La regla práctica sale de la estructura de la cadena: la equidad del sorteo es la propiedad mejor verificada del juego en línea con licencia, así que las dudas suelen estar mejor dirigidas a otra parte. Un jugador que comprueba la licencia, lee la pantalla de información del propio juego y trata la ventaja de la casa como el precio certificado de jugar ha extraído todo lo que la cadena de confianza puede ofrecer; la cadena nunca se diseñó para hacer el juego rentable, solo honestamente tasado.

Tus preguntas, respondidas

¿Puede un casino con licencia amañar sus juegos?

No sin romper los términos de su licencia de forma detectable. Los juegos certificados se entregan como versiones probadas con retornos declarados, los reguladores exigen a los operadores ejecutarlas sin modificar, y los retornos realizados que se apartan del certificado son exactamente lo que el régimen de pruebas está construido para atrapar. El riesgo realista en un sitio con licencia no es un sorteo amañado; es la ventaja de la casa certificada, más los términos y condiciones, haciendo su trabajo normal.

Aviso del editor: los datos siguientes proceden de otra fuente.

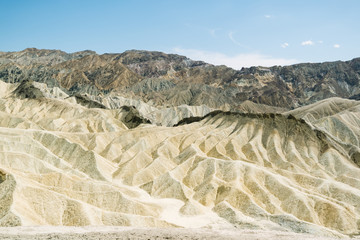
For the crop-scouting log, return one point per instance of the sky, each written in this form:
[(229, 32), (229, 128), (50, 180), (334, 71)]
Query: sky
[(236, 33)]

¿Quién certifica a los certificadores?

El regulador de la licencia. Las jurisdicciones aprueban un plantel de laboratorios de pruebas, y los laboratorios poseen además acreditaciones genéricas como ISO/IEC 17025 de competencia de ensayo. Un certificado solo cuenta a efectos de licencia si el laboratorio que lo emitió está en la lista aprobada del regulador en cuestión, lo que ancla la cadena a una autoridad pública y no a la propia industria.

¿Un RNG certificado es lo mismo que provably fair?

Resuelven el mismo problema por rutas distintas. La certificación hace que un tercero acreditado pruebe el generador antes del despliegue; el provably fair deja a cada jugador verificar criptográficamente cada ronda después. Ambos verifican que el juego sigue sus reglas publicadas, y ninguno dice cuán favorables son esas reglas. El montaje más sólido es un operador con licencia cuyos juegos llevan ambos.